Assim, temos soluções para os problemas que o país enfrenta, mas é urgente mudar nossa trajetória política. De modo pacífico e construtivo. O Poder Legislativo é que tem a obrigação constitucional de zelar e aprimorar a Democracia. Os eleitores, ao contrário do que hoje acontece, precisam dar a mesma atenção aos candidatos para o Poder Legislativo e para o Poder Executivo. Para os candidatos ao Poder Legislativo o Movimento GRITA! elaborou ao longo de mais de ano com intensa dedicação de Associados um documento com o título Plano Estado-Nação (PEN) onde 14 áreas são sugeridas para organizar os trabalhos legislativos e os objetivos que devem ser seu norte permanente.
O Brasil tem jeito! Depende de elegermos um Legislativo muito diferente do que hoje temos! Um Legislativo onde os Senadores, Deputados Federais e Deputados Estaduais estejam cientes de que precisam reconstruir o Estado-Nação Brasil segundo traçado no Plano Estado-Nação (PEN).
Os candidatos de qualquer partido que sejam aderentes aos princípios balizadores do Plano Estado-Nação (PEN) poderão ser conhecidos pelos eleitores consultando o Sistema de Informação de Candidatos (SIC) a partir do dia 16 de agosto, data em que o TSE dá partida no processo eleitoral. O SIC, desenvolvido pelo Movimento GRITA!, usando tecnologia de IA, mostrará ao eleitor, via acesso por celular, os “santinhos” dos candidatos que concordam em batalhar pela implantação do PEN em seu mandato. O eleitor também poderá formular perguntas aos candidatos usando a voz no celular. Além do SIC o eleitor contará com o Sistema do Eleitor Protagonista (SEP), que lhe permitirá agir diretamente para a verificação de aderência de seu candidato aos objetivos e diretrizes do PEN.
Assim, o Congresso que queremos para iniciar a jornada de reconstrução do Brasil estará visível no SIC, e, literalmente, ao alcance da voz dos eleitores conscientes do poder de sua escolha.
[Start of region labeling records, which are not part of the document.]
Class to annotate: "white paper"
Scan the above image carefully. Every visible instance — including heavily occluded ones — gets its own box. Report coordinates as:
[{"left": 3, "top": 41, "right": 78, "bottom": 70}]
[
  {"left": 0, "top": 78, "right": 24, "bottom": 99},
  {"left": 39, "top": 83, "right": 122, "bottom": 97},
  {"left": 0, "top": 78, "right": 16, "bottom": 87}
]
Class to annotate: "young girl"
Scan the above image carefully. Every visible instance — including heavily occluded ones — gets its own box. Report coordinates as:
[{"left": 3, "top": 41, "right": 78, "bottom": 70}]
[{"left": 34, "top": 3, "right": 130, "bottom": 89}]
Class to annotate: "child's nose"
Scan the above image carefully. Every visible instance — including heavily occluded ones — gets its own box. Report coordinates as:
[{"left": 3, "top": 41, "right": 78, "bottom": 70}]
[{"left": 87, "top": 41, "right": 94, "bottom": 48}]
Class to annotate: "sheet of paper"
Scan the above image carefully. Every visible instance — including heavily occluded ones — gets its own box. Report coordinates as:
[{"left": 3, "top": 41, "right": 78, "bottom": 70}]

LISTA DE DIRIGENTES QUE ASSINAM O MANIFESTO
Américo Richieri Filho
Antonio Tyla
Arnaldo Coutinho Costa
Carlos Roberto Teixeira Netto
Cassio Taniguchi
Eduardo Guy de Manuel
Fábio Augusto Negreiros Kupper
Gustavo Humberto da Costa Carvalho
Jackson Luiz Santos Vasconcelos
Luis Mário Luchetta
Luiz Maria Guimarães Esmanhoto
Manoel Afonnso Vianna de Loyola e Silva
Newton Dan Faoro
Oscar Akio Nawa
Raul Antonio Del Fiol
Roberto Heinrich
Romulo Villar Furtado
Ruderico Ferraz Pimentel
O manifesto completo que foi enviado hoje a todo o Congresso Nacional também está disponível em www.grita.net.br.
GRITA!
A Associação GRITA! é um movimento suprapartidário, sem fins lucrativos fundada por engenheiros formados no ITA, octogenários e com um corpo atual de pessoas comprometidas com a missão de eleger melhores legisladores federais, estaduais e municipais para transformar o Brasil no Estado-Nação que todos desejam.




3 comentários em “GRITA! chega aos cinco anos, lança manifesto e defende reconstrução do Estado brasileiro”
Excelente Manifesto ! Desejando fortemente que vá adiante, eu pergunto:
É viável?
Por onde começar?
Excelente iniciativa do Movimento GRITA! que precisa repercutir entre a classe politica e eleitores cansados do estado de corrupção que dominou o Estado brasileiro.